For TCR motif inference (requires tcrdist3):

pip install -e ".[motifs]"

0. Cell type annotation with CellTypist

import scanpy as sc
from cell2specificity.annotation import annotate, list_bundled_models

# See available bundled models
print(list_bundled_models())
# {
#   'paninfection_level2':     'paninfection_annotation_level_2.pkl',
#   'paninfection_CD4_level3': 'paninfection_CD4_annotation_level_3.pkl',
#   'paninfection_CD8_level3': 'paninfection_CD8_annotation_level_3.pkl',
# }

# Load an AnnData object (log1p-normalised counts in adata.X)
adata = sc.read_h5ad("your_data.h5ad")

# Annotate with the pan-infection level-2 model
predictions = annotate(adata, model="paninfection_level2")

# For CD8 T cells only:
predictions_cd8 = annotate(adata, model="paninfection_CD8_level3",
                            majority_voting=True)

# Embed results back into AnnData
adata = predictions.to_adata()
print(adata.obs[["predicted_labels", "conf_score"]].head())

You can also use any built-in CellTypist model by name:

predictions = annotate(adata, model="Immune_All_Low.pkl")

1. Loading test data

The package ships a small subset of the pan-infection T cell atlas for testing and exploration. It contains ~500 cells with paired scRNA-TCR sequences across several donors.

import pandas as pd

df = pd.read_csv("tests/data/toy_tcr_atlas.csv", index_col=0)
print(df.shape)        # e.g. (500, 20)
print(df.columns.tolist())

Expected columns include the six canonical VDJ fields: IR_VDJ_1_v_call, IR_VDJ_1_j_call, IR_VDJ_1_junction_aa, IR_VJ_1_v_call, IR_VJ_1_j_call, IR_VJ_1_junction_aa, plus donor_id, motif, pathogen, and cell annotation columns.

2. TCR preprocessing and invariant annotation

from cell2specificity.tcr_motifs import (
    preprocess_tcr_table,
    annotate_invariant,
    invariant_summary,
)

# Standardise V/J gene allele suffixes
df = preprocess_tcr_table(df)

# Annotate MAIT, iNKT, and Conventional T cells
df = annotate_invariant(df)
print(df["invariant"].value_counts())
# Conventional    ...
# MAIT            ...
# iNKT            ...

# Summarise by pathogen
summary = invariant_summary(df, groupby="pathogen", normalize=True)
print(summary)

3. Fast TCR matching to atlas motifs

Map new (query) TCR sequences to the reference atlas and retrieve the motif IDs of the closest matching clones.

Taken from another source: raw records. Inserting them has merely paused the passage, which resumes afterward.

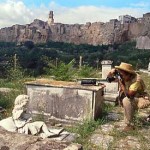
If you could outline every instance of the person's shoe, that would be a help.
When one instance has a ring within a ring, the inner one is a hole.
[[[133,131],[133,130],[135,130],[135,127],[132,126],[132,125],[127,125],[127,126],[123,129],[124,132],[129,132],[129,131]]]

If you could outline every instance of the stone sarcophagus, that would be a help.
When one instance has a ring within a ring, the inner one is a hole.
[[[43,112],[49,119],[65,122],[99,118],[102,115],[103,88],[103,85],[45,79],[26,83],[31,112]]]

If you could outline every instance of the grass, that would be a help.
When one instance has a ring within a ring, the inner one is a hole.
[[[147,73],[140,73],[140,75],[146,85],[146,91],[150,94],[150,76],[148,76]]]
[[[150,94],[150,79],[149,76],[145,73],[140,73],[146,86],[147,86],[147,92]],[[0,87],[7,87],[12,88],[15,90],[12,90],[9,94],[0,94],[0,106],[7,109],[7,116],[10,115],[15,97],[18,94],[24,93],[24,82],[34,80],[33,78],[25,78],[18,81],[7,81],[0,79]],[[113,111],[116,109],[116,107],[110,105],[110,104],[104,104],[103,106],[103,118],[99,119],[97,121],[94,120],[85,120],[83,124],[78,124],[77,126],[67,127],[66,130],[77,133],[79,136],[77,137],[76,141],[77,143],[80,143],[83,145],[84,150],[102,150],[102,148],[97,147],[89,142],[90,136],[94,133],[96,129],[99,129],[102,124],[108,123],[108,120],[105,118],[105,115],[108,112]],[[43,120],[43,116],[38,116],[38,119]],[[109,122],[110,123],[110,122]],[[113,123],[113,122],[112,122]],[[135,123],[137,127],[142,127],[142,124],[140,123],[140,120],[138,116],[136,116]],[[150,125],[148,125],[150,126]],[[143,127],[142,127],[143,128]],[[118,141],[121,139],[125,139],[127,136],[133,136],[138,138],[141,144],[142,149],[148,149],[147,143],[149,142],[145,135],[140,132],[139,129],[136,129],[133,132],[130,133],[122,133],[121,131],[118,131],[117,129],[114,129],[113,132],[110,133],[114,137],[114,142],[110,144],[109,149],[113,149]]]
[[[0,119],[11,116],[14,100],[19,94],[25,94],[24,83],[29,80],[33,80],[33,78],[24,78],[15,81],[0,79],[0,88],[10,89],[9,92],[0,92],[0,106],[7,110],[5,114],[0,114]]]
[[[35,78],[23,78],[14,81],[10,81],[7,79],[0,79],[0,87],[11,88],[11,89],[22,91],[24,90],[24,83],[26,81],[32,81],[32,80],[35,80]]]
[[[147,92],[150,94],[150,79],[149,76],[147,74],[141,73],[141,76],[147,86]],[[111,112],[112,110],[116,109],[114,106],[110,105],[110,104],[104,104],[104,116],[108,113]],[[93,144],[91,144],[89,142],[89,137],[90,135],[98,128],[100,128],[100,126],[104,123],[108,122],[105,118],[103,118],[103,120],[99,120],[97,122],[95,121],[90,121],[87,122],[85,121],[83,123],[83,125],[79,125],[77,126],[74,130],[72,130],[75,133],[78,133],[80,136],[77,139],[77,142],[83,145],[83,148],[85,150],[102,150],[101,147],[95,146]],[[113,122],[112,122],[113,123]],[[129,132],[129,133],[123,133],[117,129],[114,129],[113,132],[110,134],[111,136],[114,137],[114,142],[111,143],[109,145],[108,149],[113,149],[116,144],[118,143],[118,141],[120,141],[121,139],[125,139],[128,136],[133,136],[136,137],[141,144],[141,148],[142,149],[148,149],[147,147],[147,143],[149,142],[146,138],[145,135],[143,134],[143,132],[140,132],[139,128],[143,128],[141,122],[140,122],[140,118],[138,118],[138,115],[135,117],[135,124],[137,126],[137,129],[135,131]]]
[[[82,124],[66,128],[66,130],[68,130],[69,132],[73,132],[79,135],[75,142],[82,144],[84,150],[90,150],[93,148],[95,148],[95,150],[101,150],[100,147],[98,148],[97,146],[91,144],[88,139],[96,129],[100,128],[101,125],[107,123],[107,119],[105,118],[105,116],[109,111],[112,111],[113,106],[110,104],[104,104],[103,108],[102,118],[96,121],[84,120]]]
[[[82,144],[85,150],[86,149],[89,150],[93,147],[93,144],[87,142],[88,138],[95,131],[95,129],[97,129],[100,125],[104,124],[105,122],[106,122],[105,118],[99,119],[97,121],[85,120],[83,121],[82,124],[68,127],[66,130],[79,135],[75,142]]]
[[[15,98],[21,94],[18,90],[12,90],[9,93],[0,93],[0,106],[6,110],[4,114],[0,114],[0,119],[11,116]]]
[[[110,134],[111,136],[114,137],[114,142],[111,145],[111,148],[113,149],[116,147],[118,144],[118,141],[126,141],[127,137],[133,137],[134,139],[137,139],[141,145],[141,149],[148,150],[148,145],[147,143],[149,142],[148,139],[146,139],[145,134],[143,132],[140,132],[140,128],[136,128],[134,131],[130,132],[122,132],[117,129],[114,129],[113,132]],[[126,143],[128,148],[128,144]],[[130,148],[129,148],[130,149]]]
[[[12,88],[12,89],[20,89],[22,88],[21,81],[8,81],[6,79],[0,79],[0,87],[3,88]]]

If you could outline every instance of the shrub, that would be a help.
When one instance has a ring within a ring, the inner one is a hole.
[[[14,100],[18,94],[20,94],[20,92],[17,90],[12,90],[8,93],[0,93],[0,106],[6,109],[6,116],[11,115]]]
[[[68,64],[61,62],[58,66],[53,66],[50,72],[55,76],[56,80],[70,81],[75,74],[75,69],[73,68],[74,62],[74,59]]]
[[[79,77],[92,77],[93,72],[94,72],[94,69],[92,67],[84,65],[79,69],[77,74]]]
[[[27,47],[28,49],[32,49],[34,47],[34,42],[32,41],[25,41],[24,46]]]
[[[23,77],[24,77],[24,72],[22,71],[21,68],[17,68],[17,69],[9,68],[7,70],[7,79],[9,81],[20,80],[23,79]]]

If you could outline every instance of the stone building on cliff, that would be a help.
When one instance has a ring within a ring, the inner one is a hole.
[[[149,12],[149,13],[146,13],[146,14],[143,14],[143,21],[144,21],[146,24],[149,24],[149,23],[150,23],[150,12]]]
[[[129,15],[109,22],[63,24],[54,22],[53,11],[48,20],[34,19],[30,24],[0,29],[0,41],[46,43],[47,41],[74,44],[108,45],[136,41],[137,48],[150,49],[150,13],[136,19]]]
[[[54,14],[53,14],[53,11],[50,11],[49,12],[49,17],[48,17],[48,21],[47,21],[48,25],[52,25],[54,24]]]
[[[137,19],[130,15],[122,15],[122,16],[119,16],[119,21],[121,22],[121,24],[125,24],[125,23],[136,22]]]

from cell2specificity.tcr_motifs import (
    to_matching_frame,
    build_chain_index,
    query_to_ref,
)

# Convert column names to the compact vdj_* / vj_* format
df_m = to_matching_frame(df)

# Split into a reference set (cells with known motifs) and a query set
df_ref   = df_m.dropna(subset=["motif"])
df_query = df_m.sample(50, random_state=42)

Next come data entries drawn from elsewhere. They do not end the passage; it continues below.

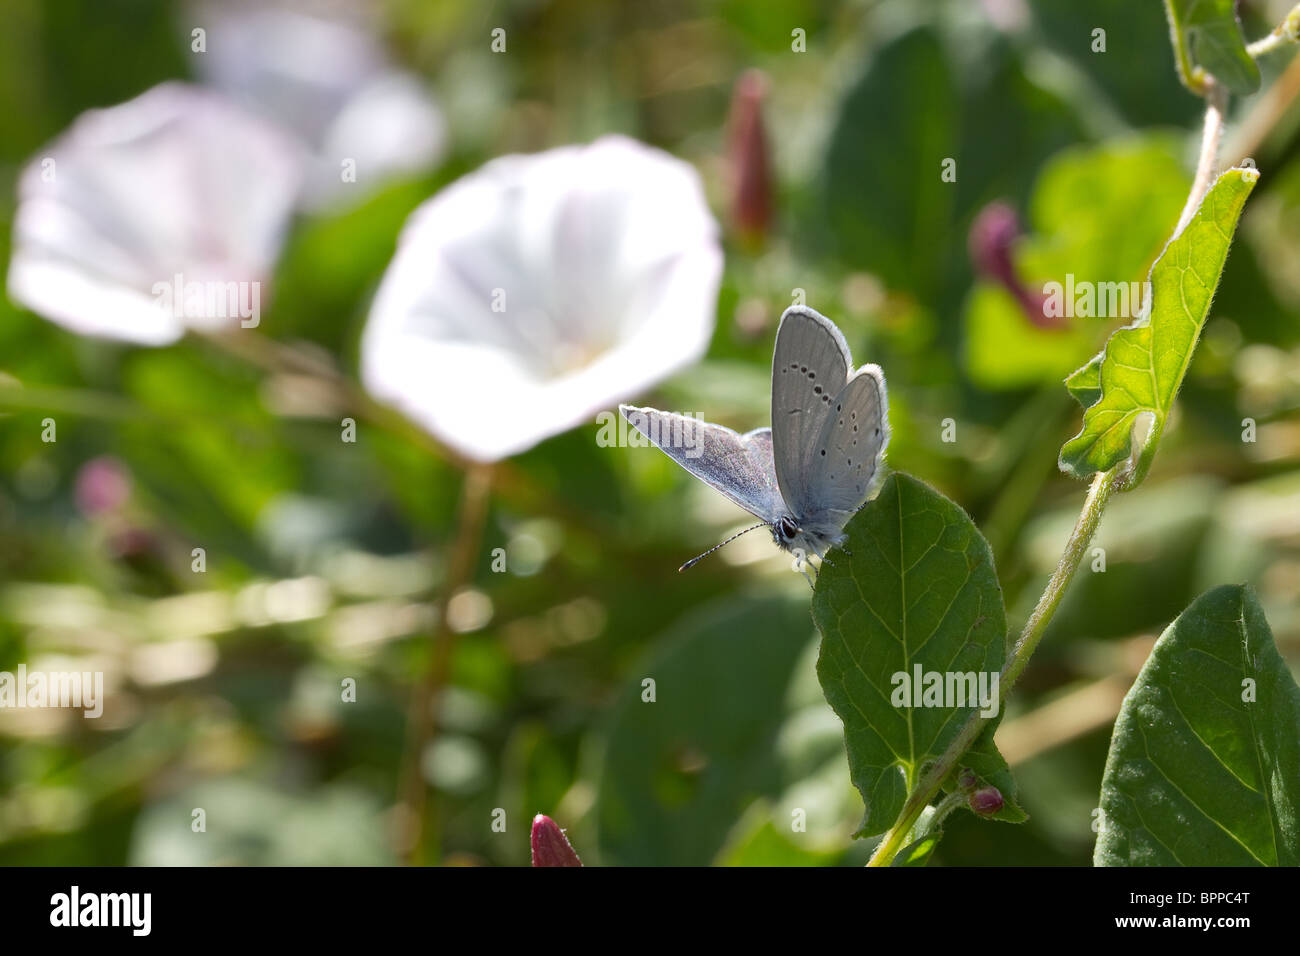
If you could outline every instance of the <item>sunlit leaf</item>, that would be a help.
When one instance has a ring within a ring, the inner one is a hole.
[[[1097,404],[1101,398],[1101,356],[1094,355],[1087,365],[1071,372],[1065,387],[1084,408]]]
[[[1237,220],[1259,179],[1254,169],[1230,169],[1211,187],[1200,209],[1151,268],[1150,315],[1110,337],[1100,359],[1100,397],[1083,415],[1083,428],[1061,448],[1061,469],[1076,478],[1108,471],[1141,439],[1129,486],[1146,477],[1174,398],[1191,364],[1210,311]],[[1089,361],[1070,378],[1076,398],[1095,394]],[[1144,434],[1143,434],[1144,433]]]

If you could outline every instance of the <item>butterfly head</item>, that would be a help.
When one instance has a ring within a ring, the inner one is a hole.
[[[772,522],[772,540],[779,548],[789,551],[799,534],[799,523],[790,515],[781,515]]]
[[[810,523],[783,514],[772,522],[771,528],[772,540],[778,548],[796,554],[815,554],[823,559],[827,551],[846,538],[841,524],[832,519]]]

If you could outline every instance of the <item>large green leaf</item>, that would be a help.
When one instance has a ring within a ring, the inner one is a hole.
[[[1026,170],[1085,135],[1054,91],[1027,78],[1014,44],[992,30],[962,39],[957,49],[919,26],[864,58],[837,108],[810,223],[811,241],[931,306],[955,307],[969,285],[970,217],[1026,198]]]
[[[1026,5],[1033,16],[1034,47],[1055,54],[1057,69],[1087,77],[1086,83],[1067,84],[1065,92],[1088,115],[1109,118],[1113,110],[1119,124],[1130,129],[1185,129],[1200,119],[1204,104],[1187,95],[1177,70],[1165,68],[1173,56],[1163,47],[1169,21],[1162,4],[1028,0]],[[1143,68],[1134,69],[1136,63]]]
[[[1129,481],[1146,477],[1174,398],[1210,311],[1228,246],[1246,197],[1259,179],[1254,169],[1230,169],[1211,187],[1200,209],[1151,267],[1150,314],[1110,337],[1099,376],[1089,366],[1070,377],[1082,400],[1100,393],[1084,412],[1083,428],[1061,448],[1061,469],[1076,478],[1108,471],[1141,439]],[[1145,432],[1145,434],[1143,434]]]
[[[866,802],[865,836],[894,822],[924,765],[978,709],[910,699],[896,707],[894,675],[911,677],[917,667],[1000,674],[1007,627],[988,542],[932,488],[890,475],[845,530],[844,550],[818,578],[813,619],[822,633],[817,676],[844,722],[849,771]],[[1004,819],[1023,819],[1006,764],[991,737],[982,741],[972,769],[1003,791]]]
[[[756,796],[778,796],[785,702],[812,636],[803,600],[706,609],[631,672],[597,773],[601,862],[707,865]]]
[[[1098,866],[1300,864],[1300,688],[1248,587],[1192,602],[1124,699]]]
[[[868,61],[826,148],[818,228],[841,258],[869,265],[891,287],[937,284],[943,263],[934,251],[952,231],[956,201],[939,175],[941,161],[957,154],[955,86],[937,34],[906,33]],[[878,149],[882,138],[898,149]],[[893,188],[863,188],[871,182]]]
[[[1235,0],[1165,0],[1178,76],[1193,92],[1204,88],[1200,71],[1232,92],[1259,89],[1259,67],[1246,52]]]

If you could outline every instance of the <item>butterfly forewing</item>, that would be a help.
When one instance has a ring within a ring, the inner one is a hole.
[[[618,410],[656,448],[750,514],[769,523],[781,514],[770,428],[741,435],[689,415],[631,405]]]
[[[889,406],[879,366],[864,365],[831,401],[813,459],[814,513],[861,507],[889,443]]]
[[[781,316],[772,356],[772,454],[781,495],[796,517],[818,507],[813,459],[851,363],[829,319],[804,306]]]

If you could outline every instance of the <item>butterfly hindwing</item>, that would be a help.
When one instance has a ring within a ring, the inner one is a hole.
[[[843,517],[866,500],[889,443],[889,401],[878,365],[864,365],[831,402],[813,458],[815,500],[807,517]]]

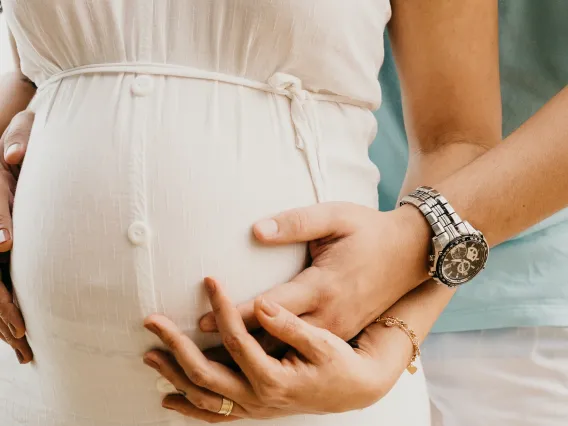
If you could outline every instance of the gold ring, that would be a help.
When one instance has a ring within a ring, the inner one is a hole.
[[[233,405],[235,405],[235,403],[232,400],[225,398],[224,396],[222,398],[223,402],[221,404],[221,408],[219,409],[219,411],[217,411],[217,414],[228,417],[233,412]]]

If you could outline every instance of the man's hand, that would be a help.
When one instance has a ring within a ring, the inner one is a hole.
[[[264,244],[309,242],[312,264],[262,295],[303,320],[349,340],[400,297],[428,279],[430,229],[412,206],[393,212],[349,203],[323,203],[257,223]],[[249,329],[259,327],[254,301],[240,305]],[[217,331],[213,313],[200,322]],[[260,333],[266,346],[274,344]],[[215,352],[213,359],[226,357]]]
[[[0,139],[4,153],[0,159],[0,339],[14,349],[21,364],[30,362],[33,354],[25,337],[22,313],[11,291],[9,251],[12,249],[12,202],[33,121],[33,113],[20,112]]]

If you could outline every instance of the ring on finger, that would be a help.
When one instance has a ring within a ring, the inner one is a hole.
[[[235,403],[233,402],[232,399],[225,398],[224,396],[222,396],[221,398],[223,398],[223,401],[221,402],[221,408],[219,408],[219,411],[217,411],[217,414],[221,414],[222,416],[229,417],[231,415],[231,413],[233,412],[233,407],[234,407]]]

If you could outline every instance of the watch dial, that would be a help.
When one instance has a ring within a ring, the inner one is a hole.
[[[473,278],[483,269],[487,260],[487,245],[475,237],[455,241],[444,251],[441,275],[455,284]]]

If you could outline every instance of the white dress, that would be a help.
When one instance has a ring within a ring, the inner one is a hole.
[[[240,302],[305,266],[304,245],[255,243],[255,221],[318,201],[377,206],[367,148],[389,2],[3,5],[39,91],[12,258],[35,362],[0,365],[0,424],[200,424],[161,407],[143,318],[217,344],[197,329],[204,276]],[[239,424],[257,423],[427,425],[424,378],[405,374],[362,411]]]

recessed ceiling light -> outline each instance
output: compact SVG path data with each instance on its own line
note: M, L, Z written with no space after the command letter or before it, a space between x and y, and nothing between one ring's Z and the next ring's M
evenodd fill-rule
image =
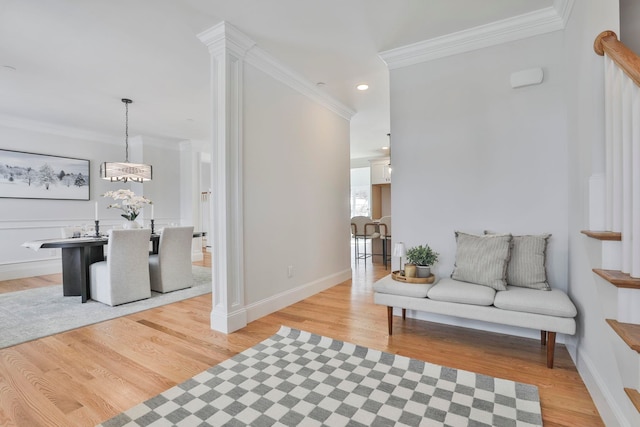
M10 71L16 71L17 70L17 68L14 67L13 65L3 65L2 68L6 68L7 70L10 70Z
M356 89L358 90L367 90L369 89L369 85L366 83L360 83L358 86L356 86Z
M383 149L383 150L388 150L388 149L389 149L389 147L382 147L382 149Z
M322 87L322 86L324 86L325 84L326 84L325 82L318 82L318 83L316 83L316 86L318 86L318 87Z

# Build indices once — reuse for many queries
idx_beta  = build_chain_index(df_ref, chain="vdj", mm=1)
idx_alpha = build_chain_index(df_ref, chain="vj",  mm=1)

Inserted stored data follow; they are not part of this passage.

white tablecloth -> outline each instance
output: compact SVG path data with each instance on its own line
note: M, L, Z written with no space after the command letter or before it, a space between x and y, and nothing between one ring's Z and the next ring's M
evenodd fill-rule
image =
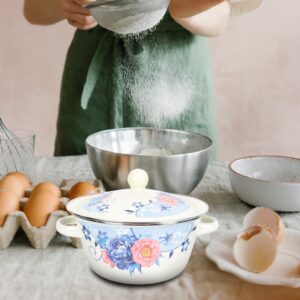
M92 177L87 158L44 157L37 161L33 181ZM221 223L220 230L241 228L250 209L232 193L226 164L212 163L205 178L192 193L210 206L210 214ZM300 230L300 213L282 215L287 227ZM169 282L153 286L115 284L95 275L81 250L57 235L45 250L31 248L23 232L0 252L0 300L85 299L205 299L205 300L296 300L300 289L260 286L244 282L218 270L204 249L214 235L198 239L186 271Z

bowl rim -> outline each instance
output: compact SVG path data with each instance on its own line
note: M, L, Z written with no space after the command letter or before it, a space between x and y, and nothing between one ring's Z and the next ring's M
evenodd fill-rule
M106 132L112 132L112 131L125 131L125 130L154 130L154 131L167 131L167 132L174 132L174 133L183 133L186 135L195 135L198 137L204 137L205 139L208 140L208 142L210 143L208 147L202 149L202 150L198 150L198 151L193 151L193 152L188 152L188 153L179 153L179 154L171 154L171 155L145 155L145 154L130 154L130 153L122 153L122 152L114 152L114 151L109 151L109 150L104 150L101 148L97 148L91 144L88 143L88 139L92 136L95 136L97 134L100 133L106 133ZM85 145L86 147L91 147L95 150L101 150L105 153L110 153L110 154L114 154L114 155L122 155L122 156L133 156L133 157L147 157L147 158L173 158L173 157L181 157L181 156L186 156L186 155L191 155L191 154L196 154L196 153L201 153L201 152L207 152L210 151L211 148L213 147L213 140L204 135L204 134L200 134L200 133L196 133L196 132L192 132L192 131L184 131L184 130L178 130L178 129L160 129L160 128L155 128L155 127L124 127L124 128L114 128L114 129L106 129L106 130L101 130L98 132L95 132L91 135L89 135L86 139L85 139Z
M238 176L241 176L243 178L253 180L253 181L256 181L256 182L264 182L264 183L269 183L269 184L272 183L272 184L278 184L278 185L293 185L293 186L300 185L300 181L299 182L291 182L291 181L287 182L287 181L274 181L274 180L267 180L267 179L261 179L261 178L254 178L254 177L244 175L244 174L242 174L242 173L240 173L240 172L233 169L233 164L236 163L237 161L248 160L248 159L252 159L252 158L283 158L283 159L289 159L289 160L297 160L297 161L300 162L300 158L292 157L292 156L268 155L268 154L248 155L248 156L243 156L243 157L239 157L239 158L236 158L236 159L232 160L228 165L229 171L231 171L235 175L238 175Z

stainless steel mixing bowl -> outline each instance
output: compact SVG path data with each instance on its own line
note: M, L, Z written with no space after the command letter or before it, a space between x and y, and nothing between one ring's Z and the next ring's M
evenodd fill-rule
M128 188L128 173L141 168L149 174L149 188L189 194L206 171L212 141L185 131L122 128L90 135L86 148L107 190Z

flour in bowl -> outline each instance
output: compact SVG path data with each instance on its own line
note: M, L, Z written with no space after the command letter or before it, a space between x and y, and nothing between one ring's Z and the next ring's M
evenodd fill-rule
M169 156L174 153L166 148L143 148L137 154L147 156Z

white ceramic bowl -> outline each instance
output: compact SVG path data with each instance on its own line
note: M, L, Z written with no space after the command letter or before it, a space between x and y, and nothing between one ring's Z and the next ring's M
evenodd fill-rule
M244 202L276 211L300 211L300 159L249 156L229 164L232 188Z

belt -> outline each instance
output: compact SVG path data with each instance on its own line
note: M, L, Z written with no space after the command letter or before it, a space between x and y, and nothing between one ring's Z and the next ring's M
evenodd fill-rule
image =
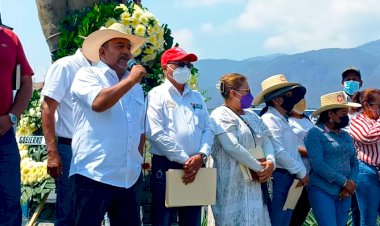
M71 145L71 138L58 137L57 143Z

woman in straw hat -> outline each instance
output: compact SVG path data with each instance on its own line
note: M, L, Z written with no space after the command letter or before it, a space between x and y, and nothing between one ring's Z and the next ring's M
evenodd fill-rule
M348 108L360 104L347 102L343 91L321 97L316 125L305 137L311 161L308 185L311 208L320 226L347 223L351 196L355 192L358 160L348 125Z
M380 90L365 89L352 97L362 108L350 121L350 133L354 139L359 159L356 197L359 203L362 225L376 225L380 207Z
M289 115L289 125L292 127L293 132L297 135L298 152L301 154L302 161L306 167L307 173L310 172L311 165L309 155L305 148L305 136L309 129L313 128L313 123L308 116L305 115L306 100L300 100L294 107ZM310 211L309 195L307 189L302 190L301 197L299 198L296 207L293 210L290 225L301 226L303 225L307 215Z
M254 105L265 101L261 115L272 133L272 143L277 168L273 173L273 199L271 206L272 225L289 225L292 210L283 210L286 197L293 180L298 178L298 186L305 186L308 175L298 153L297 136L287 119L294 105L304 98L306 89L298 83L288 82L282 74L273 75L261 83L262 91Z
M218 185L217 201L211 207L214 219L209 217L209 225L270 225L270 197L265 182L272 176L275 164L271 133L261 118L248 109L253 96L245 76L226 74L218 87L224 105L211 113L216 133L211 155L218 171Z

# Map query TCRs to reference and annotate with motif IDs
df_query = query_to_ref(df_ref, df_query, idx_alpha, idx_beta)

print(df_query[["n_ref_hits", "n_ref_motifs", "ref_motifs"]].head())

4. Pathogen exposure inference

from cell2specificity.motif_based_inference import (
    build_donor_motif_matrix,
    predict_pathogen_exposure,
)

# Binary donor × motif presence matrix
dmm = build_donor_motif_matrix(df)

# Predict exposure using the bundled pathogen-motif reference
# threshold=2 → "double-hit" rule (high-precision call)
exposure = predict_pathogen_exposure(dmm, threshold=2)
print(exposure)
# rows = donors, columns = pathogens, values = True/False

5. HLA genotype inference

from cell2specificity.motif_based_inference import (
    score_hla,
    predict_hla_type,
)

# Score donors by HLA-restricted motif counts
hla_scores = score_hla(dmm)
print(hla_scores.head())

# Predict HLA type — no ground truth needed; uses default threshold ≥ 1
hla_calls = predict_hla_type(dmm)
print(hla_calls.head())

# With ground-truth HLA for threshold learning:
# hla_gt = pd.read_csv("hla_ground_truth.csv", index_col=0)
# hla_calls = predict_hla_type(dmm, hla_ground_truth=hla_gt)

7. Running the test suite

pytest tests/ -v

All tests use the test data in tests/data/ and require no external data or compute resources.